Steve Langasek wrote:

> However, the history of the draft shows that people are concerned
> about knowing whether *specific* common exceptions are in effect

Good point.  For example, the "GPL-2 with OpenSSL exception" and
"OpenSSL" licenses are compatible, while GPL-2 and the OpenSSL
licenses are not.

[...]
> I have a slight preference for:
>
>    GPL-2+ with OpenSSL and Font exceptions
>
> because it's both easy to parse and reads naturally in English.
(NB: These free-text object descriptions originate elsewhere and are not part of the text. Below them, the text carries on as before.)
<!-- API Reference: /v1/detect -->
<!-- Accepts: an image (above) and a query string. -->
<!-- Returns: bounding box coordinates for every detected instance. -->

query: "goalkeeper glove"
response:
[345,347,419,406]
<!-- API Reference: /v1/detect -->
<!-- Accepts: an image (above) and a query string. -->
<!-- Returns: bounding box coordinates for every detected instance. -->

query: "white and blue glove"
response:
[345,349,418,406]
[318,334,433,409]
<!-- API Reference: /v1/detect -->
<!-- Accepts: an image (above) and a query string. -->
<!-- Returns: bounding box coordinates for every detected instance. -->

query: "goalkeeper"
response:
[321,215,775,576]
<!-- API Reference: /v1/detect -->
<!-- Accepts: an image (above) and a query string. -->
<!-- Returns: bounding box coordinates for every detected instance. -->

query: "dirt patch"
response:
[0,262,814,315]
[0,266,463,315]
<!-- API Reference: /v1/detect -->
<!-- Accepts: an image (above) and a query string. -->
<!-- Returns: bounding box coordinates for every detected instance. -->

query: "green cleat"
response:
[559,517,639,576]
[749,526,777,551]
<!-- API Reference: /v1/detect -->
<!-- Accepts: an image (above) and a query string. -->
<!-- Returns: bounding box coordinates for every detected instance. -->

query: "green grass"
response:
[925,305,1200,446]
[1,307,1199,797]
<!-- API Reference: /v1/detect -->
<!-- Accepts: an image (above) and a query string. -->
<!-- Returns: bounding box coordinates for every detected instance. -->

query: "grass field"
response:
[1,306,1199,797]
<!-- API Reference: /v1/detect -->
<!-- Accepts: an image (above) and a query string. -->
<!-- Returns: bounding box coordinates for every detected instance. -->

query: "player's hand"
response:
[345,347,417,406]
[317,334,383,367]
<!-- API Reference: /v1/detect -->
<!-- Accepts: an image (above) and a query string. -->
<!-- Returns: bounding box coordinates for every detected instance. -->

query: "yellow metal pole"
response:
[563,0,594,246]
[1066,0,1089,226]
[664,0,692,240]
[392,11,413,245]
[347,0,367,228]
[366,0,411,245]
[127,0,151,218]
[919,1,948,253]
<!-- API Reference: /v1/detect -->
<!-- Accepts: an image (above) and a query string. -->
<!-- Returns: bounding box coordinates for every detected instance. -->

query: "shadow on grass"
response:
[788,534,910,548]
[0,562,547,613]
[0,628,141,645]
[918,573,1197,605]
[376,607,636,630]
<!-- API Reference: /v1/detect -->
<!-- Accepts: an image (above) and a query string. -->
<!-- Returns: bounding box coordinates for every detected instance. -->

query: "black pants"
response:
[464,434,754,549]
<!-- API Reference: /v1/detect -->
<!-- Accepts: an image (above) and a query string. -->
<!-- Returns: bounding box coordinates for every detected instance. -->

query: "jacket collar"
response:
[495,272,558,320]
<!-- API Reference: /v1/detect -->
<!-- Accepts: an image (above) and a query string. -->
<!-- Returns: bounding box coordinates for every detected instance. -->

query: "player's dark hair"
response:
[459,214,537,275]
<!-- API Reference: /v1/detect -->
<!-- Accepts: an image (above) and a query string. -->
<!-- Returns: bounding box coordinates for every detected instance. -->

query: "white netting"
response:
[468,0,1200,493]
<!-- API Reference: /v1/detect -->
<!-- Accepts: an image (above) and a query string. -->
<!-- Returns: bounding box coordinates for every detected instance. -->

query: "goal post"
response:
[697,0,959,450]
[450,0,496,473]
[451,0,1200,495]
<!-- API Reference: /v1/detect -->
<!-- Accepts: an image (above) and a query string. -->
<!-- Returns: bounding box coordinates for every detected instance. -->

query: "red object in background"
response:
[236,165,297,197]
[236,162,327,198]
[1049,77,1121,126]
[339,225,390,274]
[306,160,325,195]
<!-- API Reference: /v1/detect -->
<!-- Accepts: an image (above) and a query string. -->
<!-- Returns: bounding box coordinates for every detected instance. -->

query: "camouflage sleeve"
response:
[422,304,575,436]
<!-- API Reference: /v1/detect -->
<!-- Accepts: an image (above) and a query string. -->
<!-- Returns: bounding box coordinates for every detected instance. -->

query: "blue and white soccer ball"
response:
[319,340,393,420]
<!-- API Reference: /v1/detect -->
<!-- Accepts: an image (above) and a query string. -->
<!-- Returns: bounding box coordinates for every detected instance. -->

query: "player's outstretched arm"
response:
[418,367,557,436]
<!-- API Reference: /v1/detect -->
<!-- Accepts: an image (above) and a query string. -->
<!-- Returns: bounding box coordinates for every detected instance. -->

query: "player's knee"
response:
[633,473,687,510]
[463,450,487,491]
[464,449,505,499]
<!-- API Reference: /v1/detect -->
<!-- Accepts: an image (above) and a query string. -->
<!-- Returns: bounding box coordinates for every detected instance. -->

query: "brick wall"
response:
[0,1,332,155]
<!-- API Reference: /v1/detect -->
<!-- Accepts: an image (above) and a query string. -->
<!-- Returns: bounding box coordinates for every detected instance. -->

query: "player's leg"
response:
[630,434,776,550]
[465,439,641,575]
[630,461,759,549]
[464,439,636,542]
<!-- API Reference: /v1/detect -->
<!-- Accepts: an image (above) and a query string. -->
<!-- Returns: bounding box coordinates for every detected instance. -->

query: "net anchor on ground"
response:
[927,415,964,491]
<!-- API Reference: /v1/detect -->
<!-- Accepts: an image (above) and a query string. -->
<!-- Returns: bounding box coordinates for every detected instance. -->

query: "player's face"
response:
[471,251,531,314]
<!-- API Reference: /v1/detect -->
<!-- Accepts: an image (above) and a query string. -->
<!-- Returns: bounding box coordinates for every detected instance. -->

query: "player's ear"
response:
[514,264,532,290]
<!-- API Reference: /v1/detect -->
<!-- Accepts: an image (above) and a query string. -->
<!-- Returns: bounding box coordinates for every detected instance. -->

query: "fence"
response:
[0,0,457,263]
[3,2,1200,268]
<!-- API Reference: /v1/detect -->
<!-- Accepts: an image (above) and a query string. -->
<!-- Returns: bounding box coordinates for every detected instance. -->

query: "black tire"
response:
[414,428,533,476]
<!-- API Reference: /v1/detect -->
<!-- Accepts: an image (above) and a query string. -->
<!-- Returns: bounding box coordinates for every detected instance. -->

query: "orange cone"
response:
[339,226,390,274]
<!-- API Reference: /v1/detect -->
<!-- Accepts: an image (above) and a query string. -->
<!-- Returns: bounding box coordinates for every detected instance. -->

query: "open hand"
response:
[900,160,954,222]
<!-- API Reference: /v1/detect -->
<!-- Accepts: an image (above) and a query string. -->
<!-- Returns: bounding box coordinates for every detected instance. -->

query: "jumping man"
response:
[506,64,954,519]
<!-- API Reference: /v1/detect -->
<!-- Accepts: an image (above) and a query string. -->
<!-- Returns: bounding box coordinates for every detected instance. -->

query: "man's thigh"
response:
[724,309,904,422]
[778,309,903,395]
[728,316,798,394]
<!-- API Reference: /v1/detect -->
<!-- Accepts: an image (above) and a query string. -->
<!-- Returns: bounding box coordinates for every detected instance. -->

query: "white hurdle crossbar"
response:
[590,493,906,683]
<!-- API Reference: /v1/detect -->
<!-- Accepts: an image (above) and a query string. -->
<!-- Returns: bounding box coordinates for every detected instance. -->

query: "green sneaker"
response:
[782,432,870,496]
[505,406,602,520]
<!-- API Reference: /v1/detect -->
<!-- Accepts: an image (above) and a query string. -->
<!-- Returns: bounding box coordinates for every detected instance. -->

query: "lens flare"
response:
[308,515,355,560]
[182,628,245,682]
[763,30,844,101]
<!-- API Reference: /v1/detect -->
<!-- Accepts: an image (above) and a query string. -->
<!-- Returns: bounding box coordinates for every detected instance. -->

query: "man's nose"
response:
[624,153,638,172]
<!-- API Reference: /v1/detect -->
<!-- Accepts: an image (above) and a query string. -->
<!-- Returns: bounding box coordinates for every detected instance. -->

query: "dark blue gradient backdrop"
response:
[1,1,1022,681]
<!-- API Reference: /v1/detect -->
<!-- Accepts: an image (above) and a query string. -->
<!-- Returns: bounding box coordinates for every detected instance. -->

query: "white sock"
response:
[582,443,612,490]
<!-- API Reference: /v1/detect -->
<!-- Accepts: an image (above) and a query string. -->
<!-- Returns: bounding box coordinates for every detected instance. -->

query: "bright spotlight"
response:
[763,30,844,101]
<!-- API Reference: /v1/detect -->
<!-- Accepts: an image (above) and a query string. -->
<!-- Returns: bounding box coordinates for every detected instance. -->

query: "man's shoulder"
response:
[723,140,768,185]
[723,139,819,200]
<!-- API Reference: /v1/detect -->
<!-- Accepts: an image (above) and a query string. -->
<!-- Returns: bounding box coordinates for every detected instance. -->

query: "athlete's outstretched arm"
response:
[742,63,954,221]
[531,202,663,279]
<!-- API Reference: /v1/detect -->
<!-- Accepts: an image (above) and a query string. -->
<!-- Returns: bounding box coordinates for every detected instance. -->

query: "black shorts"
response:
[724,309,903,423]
Sounds fine to me.  FWIW the only event that I can imagine making me
care one way or another is if someone implementing a parser finds some
particular syntax difficult to parse.

So that means, roughly:

        Exceptions are signaled by including "with <keywords>
        exceptions" at the end of the short name.  The word
        "exception" or "exceptions" can be used.  Each keyword must be
        a single word (see the list below for standard exception
        keywords), and the list of keywords is formatted as a list of
        words separated by "and".

        Example license field

        License: GPL-2+ with OpenSSL and Font and GCC-Runtime-Library exceptions

The above rough text says 'including at the end' of the short name
instead of 'appending' because the file needs a stand-alone License
paragraph describing the license including exceptions unless the
License field included an explanation after the short name.

I didn't define what "a single word" means but I imagine in the final
text we might want to, to avoid being able to misparse the above
example as listing only two exceptions --- one called "OpenSSL and
Font", and the other called "GCC-Runtime-Library".